You're reading: Shell buys into Ukrainian filling station network

The joint venture between Shell and Moscow-based Alliance Group entails the Shell brand appearing on some 150 filling stations throughout Ukraine.

Royal Dutch Shell is extending its presence in Ukraine through an agreement to create a joint venture with a Russian oil company that will give the country its first Western-brand filling stations.

The joint venture between Shell and Moscow-based Alliance Group, which controls a major Ukrainian oil refinery, entails the international Shell brand appearing on some 150 filling stations throughout Ukraine.

Shell and Alliance announced the deal in Kyiv on March 29, nine months after they had inked a trademark licensing agreement that launched the pilot branding of around a half-dozen Alliance filling stations.

It was also only last year that Shell inked the first major hydrocarbon exploration and production agreement in a leading Western energy major, giving the multinational an interest in eight promising oil and gas fields.

Now Shell is well-placed to make a bid for Alliance’s oil refinery in Kherson Region, putting it on par with the Russian oil companies that dominate in Ukraine.

The joint venture, which is to be finalized in the next couple of months, will yield Shell a 51 percent stake in Alliance’s gasoline filling station network in Ukraine.
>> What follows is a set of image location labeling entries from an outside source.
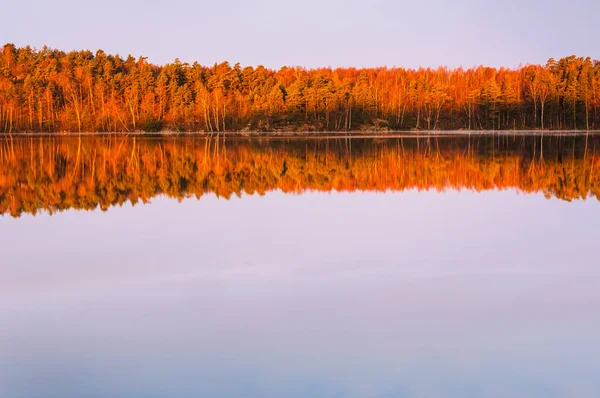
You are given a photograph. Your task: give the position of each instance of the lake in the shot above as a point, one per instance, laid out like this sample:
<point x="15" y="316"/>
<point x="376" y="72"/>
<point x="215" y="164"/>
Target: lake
<point x="446" y="266"/>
The Moscow-based energy group will retain a 49 percent stake. The value of the deal was not announced.

“With this joint venture, we are delivering our strategy to invest in growing markets,” said Rob Routs, executive director of Shell’s downstream business.

This gasoline station located on the highway from Kyiv to Boryspil International Airport was rebranded under the Shell name last year as part of a pilot program between the leading Western energy company and Russia’s Alliance Group. Their partnership has been expanded in a deal yielding Shell a 51 percent interest in 150 gas stations. (Konstantin Klimenko)

“Ukraine’s large population, projected GDP and its strategic location in Eastern Europe make it attractive and an important part of our future retail business in Europe. We welcome the opportunity to work with a company such as Alliance, a respected organization with expertise in Ukraine, and look forward to developing our cooperation.”

Attaining a stake in Ukraine’s promising gasoline-filling station business is a small but important step for Shell. The JV will control about 3 percent of Ukraine’s downstream petroleum market in the near term. Expansion plans should help capture an additional 10 percent of the market within several years, Shell and Alliance officials said.

“I am confident that our joint venture will be beneficial for both parties and will make an important contribution to development in the economic and social spheres in Ukraine,” said Musa Bazhaev, the Chechen president of Alliance Group.

Alliance, which is expected to transfer its share in the joint venture to a Cyprus-based company, has announced plans to issue an IPO this year.

Its joint venture with Shell will give Alliance better financing and marketing for its filling stations and possibly an exit strategy from the market, as more Western players move in.

Ukraine’s energy market has been dominated by Russian and domestic business groups since independence, but the arrival of a pro-Western leadership after the Orange Revolution of 2004 opened the door to Western energy giants.

Last year, Ukraine granted an exploration and production license for a deep-water field in the Black Sea off the coast of the Crimean peninsula to Texas-based Vanco Energy. Vanco and the Ukrainian government are currently finalizing the details of a production-sharing agreement for this potentially large hydrocarbon field.

British Petroleum has a share in Ukraine’s petroleum market through its interest in Russian-British TNK-BP, which supplies a franchise of 1,000 petrol filling stations in Ukraine operating under the TNK brand.

According to Ukrainian Petroleum Consultants (UPECO), in all, Ukraine boasts about 6,000 filling stations, run by such companies as Russian Lukoil, Ukrnafta, WOG, Alfa-Nafta and OKKO, in addition to TNK-BP and Alliance.

Shell opened an office in Ukraine in 1992. The global group of energy and petrochemical companies operates 46,000 Shell service stations in more than 90 countries, reporting income of almost $5.3 million in the last quarter of 2006.